Il 1° settembre 2026 John Ternus diventerà il nuovo CEO di Apple. Lo ha annunciato ufficialmente la stessa azienda di Cupertino con un comunicato stampa che chiude un ciclo lungo 15 anni e apre una delle fasi più incerte e potenzialmente più entusiasmanti nella storia della Mela. Tim Cook assumerà il ruolo di executive chairman, restando a bordo per garantire una transizione ordinata fino alla fine dell’estate.

È il primo cambio al vertice dal 2011, quando Cook stesso arrivò al posto di Steve Jobs, poche settimane prima della morte del cofondatore. La tempistica è tutt’altro che casuale. La notizia arriva appena tre settimane dopo i grandi festeggiamenti per il 50° anniversario di Apple, fondata il 1° aprile 1976 da Steve Jobs, Steve Wozniak e Ronald Wayne in un garage di Los Altos, California.

Un mese di eventi globali, con Alicia Keys che si esibiva a sorpresa alla Grand Central Station di New York e Sir Paul McCartney che chiudeva i festeggiamenti con un concerto privato ad Apple Park il 31 marzo. Un finale spettacolare, quasi una cerimonia di commiato involontaria per Cook. E ora, il sipario si apre su un nuovo atto.

Chi è John Ternus, l’ingegnere che deve riportare l’anima di Steve Jobs in Apple (e sostituisce Tim Cook)
John Ternus © Apple

Chi è John Ternus

John Ternus ha 50 anni, è nato in California, e rappresenta qualcosa di insolito nel panorama dei CEO del Big Tech: è, prima di tutto, un ingegnere. Si è laureato in ingegneria meccanica alla University of Pennsylvania nel 1997, il suo progetto di tesi era un braccio robotico per persone con tetraplegia, controllabile con i movimenti della testa. Prima di Apple ha lavorato come ingegnere meccanico alla Virtual Research Systems, dove progettava visori per la realtà virtuale.
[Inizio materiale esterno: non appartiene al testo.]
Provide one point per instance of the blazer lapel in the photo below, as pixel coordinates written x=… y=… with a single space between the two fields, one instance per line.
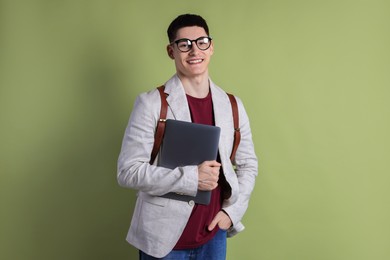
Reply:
x=177 y=100
x=223 y=119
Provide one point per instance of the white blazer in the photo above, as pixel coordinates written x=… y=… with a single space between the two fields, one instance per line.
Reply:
x=157 y=222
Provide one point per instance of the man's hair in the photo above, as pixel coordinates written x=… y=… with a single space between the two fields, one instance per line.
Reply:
x=186 y=20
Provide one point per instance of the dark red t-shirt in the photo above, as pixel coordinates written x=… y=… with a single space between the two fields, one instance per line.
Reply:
x=196 y=233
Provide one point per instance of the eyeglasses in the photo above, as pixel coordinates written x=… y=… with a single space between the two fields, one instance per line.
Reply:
x=185 y=45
È entrato in Apple nel 2001, quattro anni dopo la laurea, e non ne è più uscito. Ha iniziato nel team di product design, lavorando inizialmente sull’Apple Cinema Display. Nel 2013 è diventato vicepresidente dell’hardware engineering, fino alla promozione nel 2021 a Senior Vice President, entrando nel ristretto cerchio dell’executive team. Da quel momento ha guidato tutti i team di ingegneria hardware: iPhone, iPad, Mac, Apple Watch, AirPods, e Apple Vision Pro. È stato, secondo le stesse parole di Apple, “strumentale” nello sviluppo di alcune delle linee di prodotto più importanti degli ultimi anni, tra cui il recente MacBook Neo e la lineup iPhone 17.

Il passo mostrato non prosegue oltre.